The stats speak for themselves. You should be more scared of pregnancy, alcohol and freak accidents than of religious extremism.
A recent survey found that that 44.4% of Americans live in fear of a terrorist attack. This won’t come as a surprise to anyone given the incessant sensationalism of the mainstream media, but is the fear justified? The short answer is no. Terrorist attacks are without a doubt horrific and tragic events, but ultimately, are not worth worrying about.
Let’s get some perspective: Despite the fact that the Western war machine is creating new terrorists every day, you are still statistically more likely to die on your way to work tomorrow than perish in a Jihadist bomb plot. In 2010, 13,000 people worldwide died from terrorist attacks. It’s a relatively small number, especially considering that in Britain alone, 17,000 people died from avoidable accidents in 2010. According to an in-depth analysis by The Guardian, these deaths included accidental hangings, falls, suffocation, lightning strikes and other natural events, choking on food, and drowning in the bath.
According to Our World In Data:
‘Despite the intense media focus on terrorist activity around the world, the numbers of people actually killed by terrorist attacks has remained low. Terrorism only killed 13,000 in 2010, a relatively low number when compared with other types of violent death, namely armed conflict and interpersonal violence.’
Statistics also show a clear correlation between increased terrorist risk and the War On Terror. Before 9/11, South American countries topped the charts, with Colombia ranked #1 (8.8% of all worldwide terrorist attacks happened there). It was followed closely by Peru and El Salvador, while separatist militants in Europe (the IRA in Northern Ireland and ETA in Spain, with 5.13% and 4.14% respectively) was also far more common than any plots linked to the Middle East.
Before the War On Terror began, Iraq didn’t figure in this list at all. Between 2001 and 2008, it moved to first place with 25.77% of all terrorist attacks taking place there. Afghanistan, Pakistan and Israel are other countries that were not at high risk of terrorism before 9/11, but now have a significant problem. As Our World In Data reports:
‘Terrorism pre-9/11 was concentrated in Latin America and Asia, but shifted to the Middle East post-9/11. Peru, Chile and El Salvador completely disappear from the top 10. More than a quarter of all terrorist attacks between 9/11 and 2008 took place in Iraq.’
‘An important question is whether the global campaign against terrorism, known as the War on Terror, has made us any safer.
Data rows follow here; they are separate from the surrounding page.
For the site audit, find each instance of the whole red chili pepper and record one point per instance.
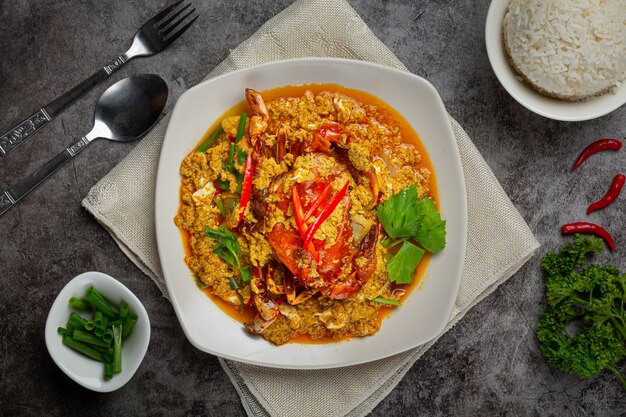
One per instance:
(597, 146)
(246, 188)
(614, 190)
(584, 227)
(326, 212)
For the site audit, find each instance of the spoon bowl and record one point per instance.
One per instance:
(129, 108)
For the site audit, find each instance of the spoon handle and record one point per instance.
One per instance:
(10, 197)
(25, 129)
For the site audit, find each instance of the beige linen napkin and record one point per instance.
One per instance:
(498, 241)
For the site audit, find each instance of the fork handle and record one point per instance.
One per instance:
(10, 197)
(27, 128)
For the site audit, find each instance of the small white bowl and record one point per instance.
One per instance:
(83, 370)
(527, 96)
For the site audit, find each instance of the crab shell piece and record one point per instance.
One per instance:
(335, 275)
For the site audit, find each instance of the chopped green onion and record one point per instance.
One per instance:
(82, 336)
(117, 349)
(102, 349)
(386, 301)
(234, 285)
(100, 338)
(64, 332)
(128, 326)
(199, 283)
(77, 321)
(79, 305)
(224, 185)
(242, 127)
(100, 303)
(83, 348)
(210, 141)
(97, 319)
(219, 202)
(124, 309)
(245, 273)
(108, 371)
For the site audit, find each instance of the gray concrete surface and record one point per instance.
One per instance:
(489, 364)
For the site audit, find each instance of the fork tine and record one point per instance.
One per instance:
(180, 32)
(165, 32)
(171, 19)
(165, 11)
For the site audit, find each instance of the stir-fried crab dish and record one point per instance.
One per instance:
(291, 212)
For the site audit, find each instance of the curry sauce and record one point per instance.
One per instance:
(332, 136)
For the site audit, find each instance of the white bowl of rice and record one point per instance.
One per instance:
(562, 59)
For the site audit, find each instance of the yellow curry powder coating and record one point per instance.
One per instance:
(376, 144)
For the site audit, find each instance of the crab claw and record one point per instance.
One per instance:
(353, 283)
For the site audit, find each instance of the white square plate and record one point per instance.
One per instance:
(424, 313)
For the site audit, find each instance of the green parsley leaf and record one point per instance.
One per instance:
(402, 266)
(241, 128)
(406, 216)
(383, 300)
(245, 274)
(227, 246)
(211, 140)
(234, 285)
(241, 156)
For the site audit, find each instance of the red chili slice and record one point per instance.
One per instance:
(298, 215)
(598, 146)
(326, 212)
(585, 227)
(612, 194)
(246, 188)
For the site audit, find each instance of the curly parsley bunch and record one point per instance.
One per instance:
(583, 328)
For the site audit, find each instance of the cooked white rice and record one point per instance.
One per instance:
(571, 49)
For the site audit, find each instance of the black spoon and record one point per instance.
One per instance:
(124, 112)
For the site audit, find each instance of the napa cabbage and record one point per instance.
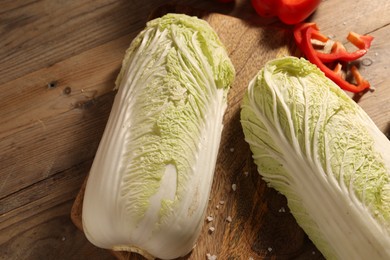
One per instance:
(314, 144)
(149, 183)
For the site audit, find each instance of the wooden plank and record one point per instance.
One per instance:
(48, 234)
(56, 30)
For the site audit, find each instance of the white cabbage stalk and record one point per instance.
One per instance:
(149, 184)
(315, 145)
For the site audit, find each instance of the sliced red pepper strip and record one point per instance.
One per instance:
(315, 34)
(311, 55)
(338, 52)
(360, 41)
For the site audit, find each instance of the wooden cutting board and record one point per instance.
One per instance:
(250, 219)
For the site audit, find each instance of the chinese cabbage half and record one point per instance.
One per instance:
(315, 145)
(149, 184)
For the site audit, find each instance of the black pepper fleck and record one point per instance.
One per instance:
(67, 90)
(52, 84)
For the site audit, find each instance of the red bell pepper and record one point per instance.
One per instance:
(288, 11)
(335, 75)
(338, 52)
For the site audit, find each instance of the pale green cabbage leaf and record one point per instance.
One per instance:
(149, 184)
(315, 145)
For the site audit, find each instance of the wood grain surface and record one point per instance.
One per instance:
(58, 62)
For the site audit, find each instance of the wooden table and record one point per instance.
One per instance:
(58, 62)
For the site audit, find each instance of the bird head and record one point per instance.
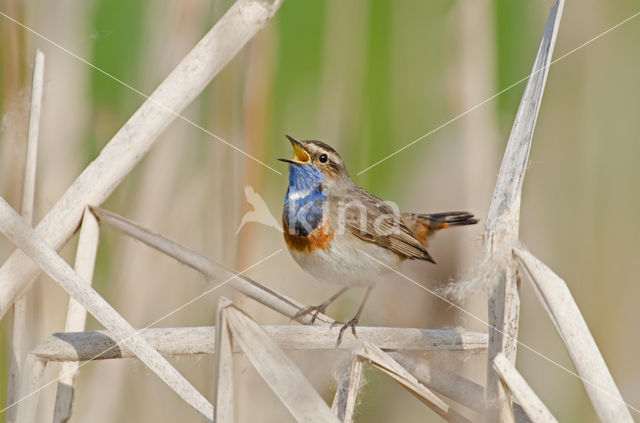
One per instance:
(316, 158)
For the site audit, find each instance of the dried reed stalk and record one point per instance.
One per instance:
(344, 401)
(100, 345)
(223, 382)
(76, 314)
(270, 298)
(241, 22)
(19, 332)
(442, 381)
(30, 380)
(34, 247)
(278, 371)
(522, 392)
(501, 228)
(383, 361)
(292, 336)
(565, 315)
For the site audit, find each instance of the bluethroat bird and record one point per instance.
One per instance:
(340, 233)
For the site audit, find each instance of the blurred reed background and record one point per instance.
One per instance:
(368, 77)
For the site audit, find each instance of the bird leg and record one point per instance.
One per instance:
(353, 322)
(315, 310)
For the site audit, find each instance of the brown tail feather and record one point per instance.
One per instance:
(424, 226)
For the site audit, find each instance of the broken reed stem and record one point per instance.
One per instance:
(241, 22)
(100, 345)
(19, 332)
(76, 314)
(259, 292)
(445, 382)
(285, 378)
(223, 377)
(582, 348)
(344, 401)
(292, 337)
(30, 381)
(384, 362)
(34, 247)
(521, 391)
(503, 222)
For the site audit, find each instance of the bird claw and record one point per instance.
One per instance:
(350, 324)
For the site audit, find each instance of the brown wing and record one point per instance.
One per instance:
(382, 225)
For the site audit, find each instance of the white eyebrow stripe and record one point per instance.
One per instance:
(296, 195)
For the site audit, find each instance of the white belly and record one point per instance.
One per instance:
(351, 262)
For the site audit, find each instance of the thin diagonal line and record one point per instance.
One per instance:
(466, 112)
(157, 103)
(504, 334)
(140, 330)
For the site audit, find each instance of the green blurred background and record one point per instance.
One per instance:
(368, 77)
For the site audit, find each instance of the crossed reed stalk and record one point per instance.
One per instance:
(506, 396)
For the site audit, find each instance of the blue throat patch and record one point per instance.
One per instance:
(303, 202)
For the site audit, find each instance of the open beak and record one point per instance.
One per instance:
(300, 156)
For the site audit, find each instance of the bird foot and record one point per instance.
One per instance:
(350, 324)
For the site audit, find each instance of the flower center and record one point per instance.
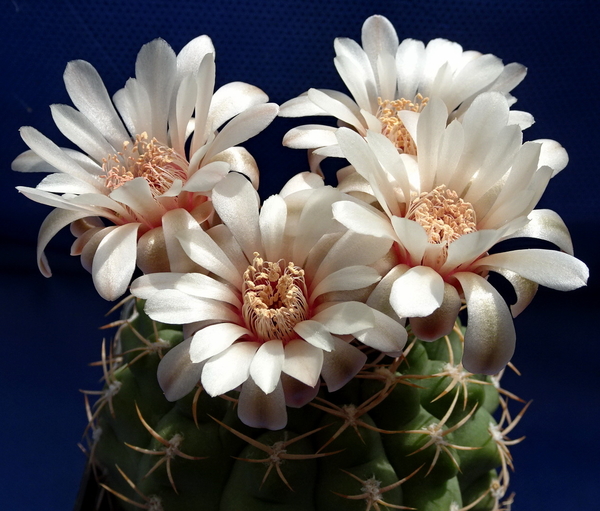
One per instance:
(156, 163)
(274, 299)
(393, 127)
(444, 216)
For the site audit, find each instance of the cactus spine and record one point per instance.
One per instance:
(412, 432)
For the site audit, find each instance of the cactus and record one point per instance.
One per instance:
(416, 431)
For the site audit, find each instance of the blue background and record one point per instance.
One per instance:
(50, 329)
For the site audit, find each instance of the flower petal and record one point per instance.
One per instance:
(315, 333)
(303, 361)
(341, 364)
(177, 374)
(441, 321)
(346, 317)
(490, 336)
(237, 203)
(114, 261)
(549, 268)
(388, 336)
(214, 339)
(418, 292)
(228, 369)
(88, 93)
(259, 410)
(266, 365)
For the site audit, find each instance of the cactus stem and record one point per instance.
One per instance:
(351, 414)
(454, 505)
(150, 347)
(112, 388)
(96, 433)
(437, 434)
(499, 435)
(195, 404)
(277, 452)
(373, 493)
(171, 451)
(153, 503)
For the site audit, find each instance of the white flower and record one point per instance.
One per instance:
(280, 302)
(473, 185)
(391, 82)
(134, 166)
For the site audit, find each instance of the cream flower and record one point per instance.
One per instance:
(473, 185)
(280, 302)
(134, 166)
(391, 82)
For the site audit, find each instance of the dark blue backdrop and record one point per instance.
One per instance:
(50, 326)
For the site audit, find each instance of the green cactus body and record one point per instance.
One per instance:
(412, 432)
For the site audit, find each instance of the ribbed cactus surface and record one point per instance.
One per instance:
(414, 432)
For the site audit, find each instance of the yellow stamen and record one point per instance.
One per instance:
(274, 299)
(444, 216)
(393, 128)
(156, 163)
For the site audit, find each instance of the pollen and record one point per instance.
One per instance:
(393, 128)
(444, 216)
(158, 164)
(274, 299)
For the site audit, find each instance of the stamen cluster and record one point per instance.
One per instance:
(156, 163)
(274, 299)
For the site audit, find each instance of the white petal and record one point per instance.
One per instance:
(346, 317)
(412, 237)
(207, 176)
(272, 220)
(310, 136)
(388, 336)
(352, 249)
(137, 195)
(410, 59)
(418, 292)
(341, 364)
(89, 95)
(266, 365)
(549, 268)
(173, 306)
(177, 374)
(303, 362)
(349, 278)
(315, 333)
(335, 108)
(55, 156)
(547, 225)
(490, 336)
(155, 69)
(297, 394)
(362, 219)
(201, 248)
(53, 223)
(214, 339)
(553, 155)
(259, 410)
(65, 183)
(193, 284)
(441, 321)
(232, 99)
(237, 203)
(242, 127)
(114, 261)
(300, 107)
(82, 131)
(524, 289)
(229, 369)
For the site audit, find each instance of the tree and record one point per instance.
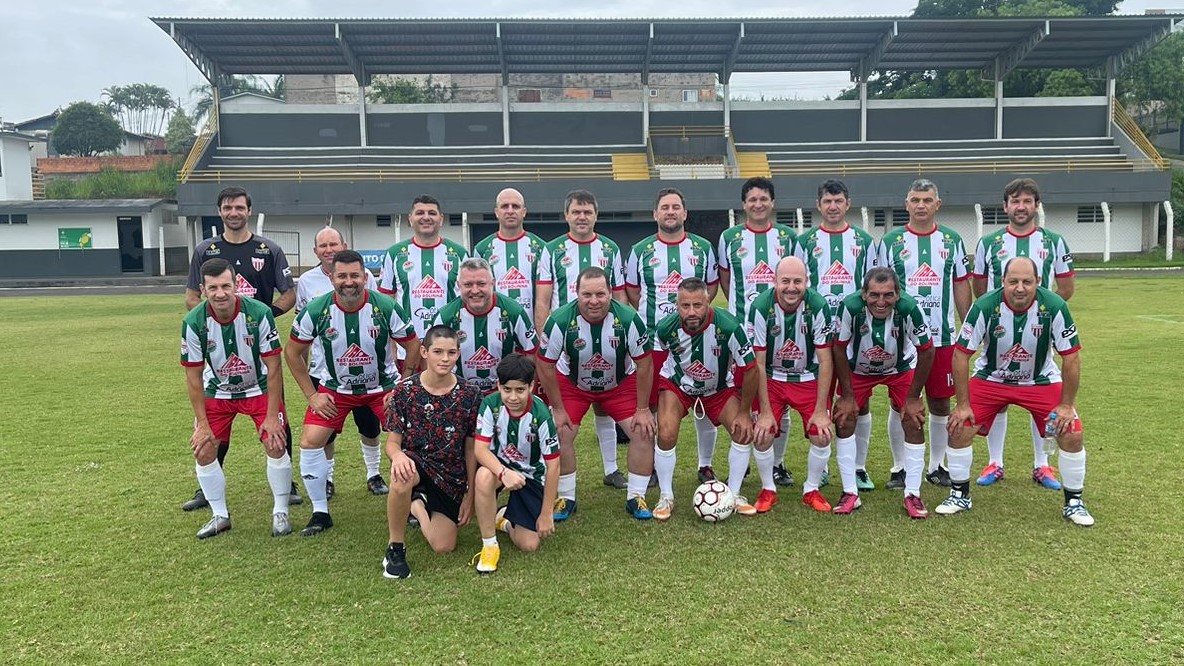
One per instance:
(87, 129)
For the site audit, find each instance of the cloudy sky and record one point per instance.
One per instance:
(55, 52)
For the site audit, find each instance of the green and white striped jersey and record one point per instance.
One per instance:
(751, 258)
(882, 346)
(700, 364)
(791, 339)
(657, 268)
(232, 352)
(570, 256)
(359, 357)
(1016, 345)
(928, 264)
(422, 279)
(836, 261)
(1048, 249)
(522, 442)
(519, 266)
(489, 337)
(596, 357)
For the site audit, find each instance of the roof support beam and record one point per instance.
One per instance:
(1010, 59)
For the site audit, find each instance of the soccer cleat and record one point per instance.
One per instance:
(637, 507)
(744, 507)
(394, 563)
(991, 473)
(815, 500)
(377, 486)
(219, 524)
(782, 476)
(564, 510)
(319, 523)
(915, 507)
(197, 501)
(766, 500)
(1075, 512)
(939, 476)
(280, 525)
(847, 504)
(487, 559)
(956, 503)
(616, 480)
(862, 481)
(663, 511)
(1046, 476)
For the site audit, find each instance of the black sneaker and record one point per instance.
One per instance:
(195, 503)
(394, 563)
(317, 524)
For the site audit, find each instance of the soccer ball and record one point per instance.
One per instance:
(714, 501)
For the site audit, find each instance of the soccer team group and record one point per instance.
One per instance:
(482, 365)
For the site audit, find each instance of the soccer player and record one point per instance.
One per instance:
(313, 283)
(354, 328)
(882, 340)
(837, 257)
(1017, 327)
(570, 255)
(489, 326)
(791, 334)
(520, 260)
(603, 356)
(261, 270)
(747, 256)
(230, 348)
(516, 449)
(432, 418)
(931, 262)
(422, 271)
(1022, 238)
(702, 341)
(656, 266)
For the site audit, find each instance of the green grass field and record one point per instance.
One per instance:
(100, 564)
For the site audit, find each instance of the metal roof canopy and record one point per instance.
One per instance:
(220, 47)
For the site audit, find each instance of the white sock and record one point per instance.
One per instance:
(606, 434)
(939, 440)
(959, 463)
(663, 466)
(996, 436)
(567, 486)
(816, 463)
(738, 463)
(314, 469)
(213, 486)
(280, 478)
(895, 440)
(844, 454)
(1073, 469)
(914, 462)
(765, 468)
(862, 440)
(706, 434)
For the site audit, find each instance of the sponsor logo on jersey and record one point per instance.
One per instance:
(428, 288)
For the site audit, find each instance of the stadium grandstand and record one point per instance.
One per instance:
(583, 103)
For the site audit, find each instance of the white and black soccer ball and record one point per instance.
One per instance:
(714, 501)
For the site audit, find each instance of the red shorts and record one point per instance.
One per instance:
(619, 402)
(713, 404)
(940, 383)
(346, 403)
(220, 414)
(898, 388)
(989, 398)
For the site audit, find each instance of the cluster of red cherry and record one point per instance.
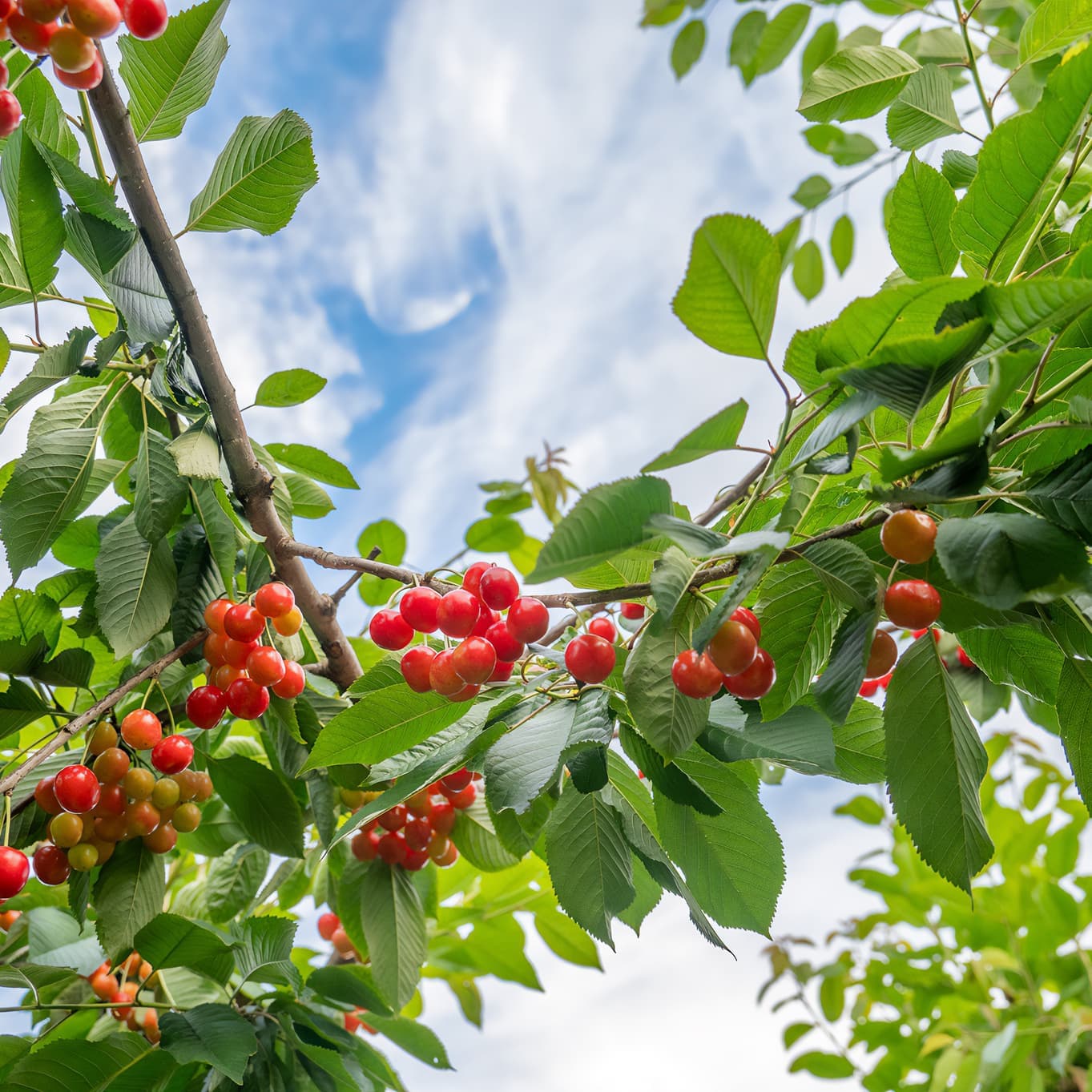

Many commentators argue that the War on Terror has had the perverse effect of making us less safe, with some going as far as claiming the War on Terror is the leading cause of terrorism.’
It goes on: ‘Richard Clarke, a counter-terrorism expert that worked in the US National Security Council between 1992–2003, was highly critical of the Bush administration’s counter-terrorism strategy and the decision to invade Iraq.’
“Far from addressing the popular appeal of the enemy that attacked us, Bush handed that enemy precisely what it wanted and needed, proof that America was at war with Islam, that we were the new Crusaders come to occupy Muslim land.”
Following the UK’s decision last night to join French and US airstrikes in Syria, we would all do well to remember why bombing terrorists is completely counter-productive. In light of these illuminating statistics, we should also question the media’s obsessive fear-mongering in the face of what is statistically a very small threat indeed.